Татьяна изобразила крайнюю озабоченность:
– Отец просит позвонить. Срочно.
– Хорошо. После обеда вместе сходим в мой кабинет и позвоним, – кивнула Холмогорова, затем приказала Фаине: – Пусть подают горячее.
А Таня отодвинула тарелку с недоеденным салатом и задумалась. Спасибо, конечно, за слово «скучаю» – можно спокойно дождаться конца обеда и не нервничать – но вряд ли отчиму (Валерочке, Толстяку, любимому больше родного отца человеку) захотелось просто поболтать. Такие люди, как он, никогда не отбивают телеграммы от скуки.
И она тут же укорила себя: ведь была сегодня в городе, в большой жизни, где никаких проблем с сотовой связью. Когда оказалась на пляже, и на работу позвонила, и паре подружек, а ни отчиму, ни маме не удосужилась. Просто не хотелось на их заботливые вопросы отвечать.
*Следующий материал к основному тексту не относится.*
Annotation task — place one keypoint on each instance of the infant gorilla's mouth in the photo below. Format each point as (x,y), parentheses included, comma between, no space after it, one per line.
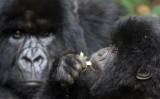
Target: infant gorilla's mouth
(31,83)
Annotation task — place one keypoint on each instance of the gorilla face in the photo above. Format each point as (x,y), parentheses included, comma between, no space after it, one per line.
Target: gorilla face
(32,34)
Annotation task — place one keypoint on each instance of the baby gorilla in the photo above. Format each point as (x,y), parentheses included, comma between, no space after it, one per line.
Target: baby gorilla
(131,63)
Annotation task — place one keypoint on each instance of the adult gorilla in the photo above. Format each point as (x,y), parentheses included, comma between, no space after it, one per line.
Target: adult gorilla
(34,32)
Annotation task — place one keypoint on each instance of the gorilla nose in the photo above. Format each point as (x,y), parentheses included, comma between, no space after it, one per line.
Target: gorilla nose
(33,58)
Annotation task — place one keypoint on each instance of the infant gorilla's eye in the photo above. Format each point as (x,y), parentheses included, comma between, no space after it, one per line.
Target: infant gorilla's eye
(17,34)
(45,34)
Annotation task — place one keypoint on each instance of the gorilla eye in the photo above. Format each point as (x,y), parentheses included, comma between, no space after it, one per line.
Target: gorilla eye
(17,34)
(45,34)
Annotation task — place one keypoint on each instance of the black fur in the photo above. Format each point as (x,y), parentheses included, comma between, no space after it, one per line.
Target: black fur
(133,70)
(51,26)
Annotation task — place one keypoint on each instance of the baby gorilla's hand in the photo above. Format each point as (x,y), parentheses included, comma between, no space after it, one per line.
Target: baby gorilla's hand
(68,69)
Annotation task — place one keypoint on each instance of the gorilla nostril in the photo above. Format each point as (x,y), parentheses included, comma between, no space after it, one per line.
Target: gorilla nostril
(39,58)
(26,59)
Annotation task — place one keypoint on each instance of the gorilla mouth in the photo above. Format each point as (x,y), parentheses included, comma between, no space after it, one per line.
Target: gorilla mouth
(31,83)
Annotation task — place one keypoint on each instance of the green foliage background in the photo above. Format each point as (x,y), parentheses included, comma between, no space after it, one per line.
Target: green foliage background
(142,7)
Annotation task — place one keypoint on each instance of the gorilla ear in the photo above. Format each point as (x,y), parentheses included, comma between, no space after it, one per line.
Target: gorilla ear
(135,31)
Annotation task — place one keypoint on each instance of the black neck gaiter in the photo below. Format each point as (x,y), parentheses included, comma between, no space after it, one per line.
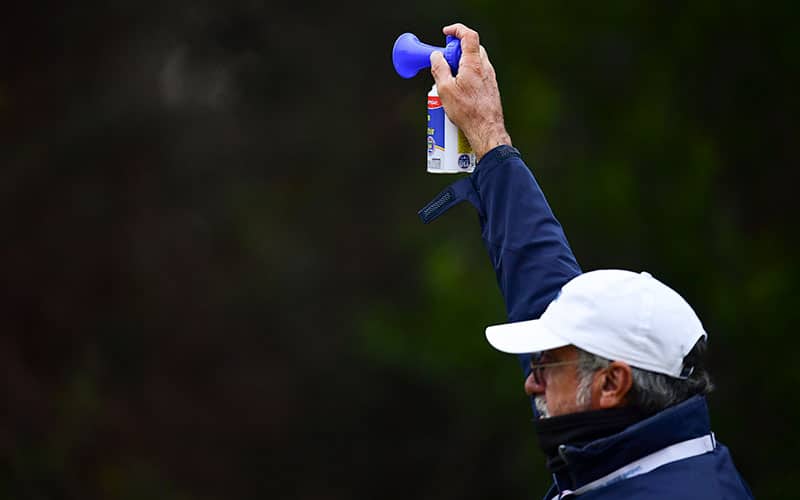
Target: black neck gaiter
(580,429)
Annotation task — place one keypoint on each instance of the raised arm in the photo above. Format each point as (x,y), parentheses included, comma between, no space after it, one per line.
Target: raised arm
(526,244)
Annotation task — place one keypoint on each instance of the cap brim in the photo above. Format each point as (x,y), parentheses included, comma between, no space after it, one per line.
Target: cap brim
(523,337)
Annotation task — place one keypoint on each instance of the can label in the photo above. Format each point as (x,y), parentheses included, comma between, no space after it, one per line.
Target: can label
(449,151)
(435,124)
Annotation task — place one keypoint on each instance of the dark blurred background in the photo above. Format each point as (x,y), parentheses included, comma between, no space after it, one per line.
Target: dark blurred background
(215,284)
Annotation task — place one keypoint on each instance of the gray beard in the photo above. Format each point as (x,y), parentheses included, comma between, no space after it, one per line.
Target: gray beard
(541,406)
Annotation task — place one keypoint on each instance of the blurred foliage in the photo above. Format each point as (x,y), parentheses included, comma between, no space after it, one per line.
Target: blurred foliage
(215,284)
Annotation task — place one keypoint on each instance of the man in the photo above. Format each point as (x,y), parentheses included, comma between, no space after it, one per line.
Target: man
(617,379)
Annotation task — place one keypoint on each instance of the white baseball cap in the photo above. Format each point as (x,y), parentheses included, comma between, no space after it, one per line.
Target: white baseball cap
(619,315)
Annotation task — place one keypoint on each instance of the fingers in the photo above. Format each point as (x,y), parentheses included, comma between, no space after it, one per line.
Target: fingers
(440,69)
(470,41)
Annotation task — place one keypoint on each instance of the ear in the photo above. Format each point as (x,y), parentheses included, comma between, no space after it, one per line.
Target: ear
(611,386)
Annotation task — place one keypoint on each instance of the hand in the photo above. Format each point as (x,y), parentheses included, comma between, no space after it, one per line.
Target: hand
(471,99)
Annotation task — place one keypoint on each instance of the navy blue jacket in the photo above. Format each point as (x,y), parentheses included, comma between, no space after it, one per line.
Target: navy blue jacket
(533,260)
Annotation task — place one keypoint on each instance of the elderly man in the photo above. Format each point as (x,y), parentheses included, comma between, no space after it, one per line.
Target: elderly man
(616,375)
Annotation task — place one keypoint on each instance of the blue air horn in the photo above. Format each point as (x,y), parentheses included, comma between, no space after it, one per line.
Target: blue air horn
(449,151)
(409,55)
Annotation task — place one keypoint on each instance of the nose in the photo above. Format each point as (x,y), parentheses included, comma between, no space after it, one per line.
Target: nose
(532,387)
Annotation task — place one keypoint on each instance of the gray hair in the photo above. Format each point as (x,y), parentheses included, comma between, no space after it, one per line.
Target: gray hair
(651,392)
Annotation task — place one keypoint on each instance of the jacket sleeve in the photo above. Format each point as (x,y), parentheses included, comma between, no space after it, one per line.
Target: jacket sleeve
(527,246)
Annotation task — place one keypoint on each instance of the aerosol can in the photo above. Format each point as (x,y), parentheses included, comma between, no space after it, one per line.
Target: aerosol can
(449,151)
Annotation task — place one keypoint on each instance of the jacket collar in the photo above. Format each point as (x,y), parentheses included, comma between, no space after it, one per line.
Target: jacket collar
(677,423)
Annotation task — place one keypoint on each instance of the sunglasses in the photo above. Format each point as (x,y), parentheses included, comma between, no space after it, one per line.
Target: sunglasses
(538,367)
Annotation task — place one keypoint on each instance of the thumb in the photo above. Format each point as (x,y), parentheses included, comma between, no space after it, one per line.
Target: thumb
(440,69)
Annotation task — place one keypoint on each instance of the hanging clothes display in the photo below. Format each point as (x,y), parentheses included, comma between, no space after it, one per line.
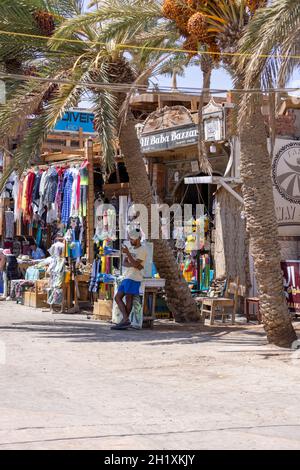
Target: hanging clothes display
(84,182)
(9,224)
(67,197)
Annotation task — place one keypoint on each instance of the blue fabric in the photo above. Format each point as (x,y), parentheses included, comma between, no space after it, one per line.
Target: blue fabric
(38,254)
(128,286)
(67,197)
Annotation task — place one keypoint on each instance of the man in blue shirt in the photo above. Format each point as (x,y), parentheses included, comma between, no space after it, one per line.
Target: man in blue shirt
(36,252)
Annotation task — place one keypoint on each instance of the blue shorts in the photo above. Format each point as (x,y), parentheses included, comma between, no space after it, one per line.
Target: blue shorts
(128,286)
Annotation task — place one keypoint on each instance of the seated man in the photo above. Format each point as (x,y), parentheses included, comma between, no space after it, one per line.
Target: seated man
(36,252)
(135,259)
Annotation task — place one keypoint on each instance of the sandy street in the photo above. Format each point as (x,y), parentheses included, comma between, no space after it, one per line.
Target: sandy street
(67,382)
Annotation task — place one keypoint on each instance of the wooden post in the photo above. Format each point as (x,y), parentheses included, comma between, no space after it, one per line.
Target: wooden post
(90,200)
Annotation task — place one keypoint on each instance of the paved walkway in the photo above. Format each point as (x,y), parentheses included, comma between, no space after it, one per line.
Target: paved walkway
(71,383)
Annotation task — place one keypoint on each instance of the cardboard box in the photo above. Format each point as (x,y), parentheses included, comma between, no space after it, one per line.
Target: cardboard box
(103,310)
(31,299)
А Валерочка, бедняга, наверняка за свою супертелеграмму не меньше пятисот рублей из скудной пенсии отвалил.
«Вот и заводи после этого детей. Одно разорение», – сделала неожиданный вираж мысль, и Таня против воли улыбнулась.
– Ты чего веселишься? – Антон Шахов, сидевший рядом, интимно склонился к ее уху.
– Да так... – неопределенно, тоже шепотом ответила Таня. – Про отцов и детей подумала...
И тут же почувствовала: сейчас ее испепелят.
Зря Антон шепчет. И руку на ее плечо тоже положил зря. Потому что два глаза-уголька сидящей напротив Нелли сверлили, прожигали, уничтожали. «Да не нужен мне твой Антон!» – едва не вырвалось у Татьяны. Впрочем, оправдываться перед Нелли бесполезно. Они уже все равно враги. Особенно после сегодняшнего инцидента, когда Холмогорова при Садовниковой жестко говорила с секретаршей.
– А кто у тебя отец? – не отставал Антон.
И по-прежнему, дурачок, говорит не в голос, а шепчет. Уже и Марина Евгеньевна недовольно морщится.
– Полковник СВР, – ответила Таня в полный голос. – Ты разве не знаешь? Сам же говорил, что меня проверяли.
– Ну, ведь не я лично проверял, – слегка стушевался Шахов.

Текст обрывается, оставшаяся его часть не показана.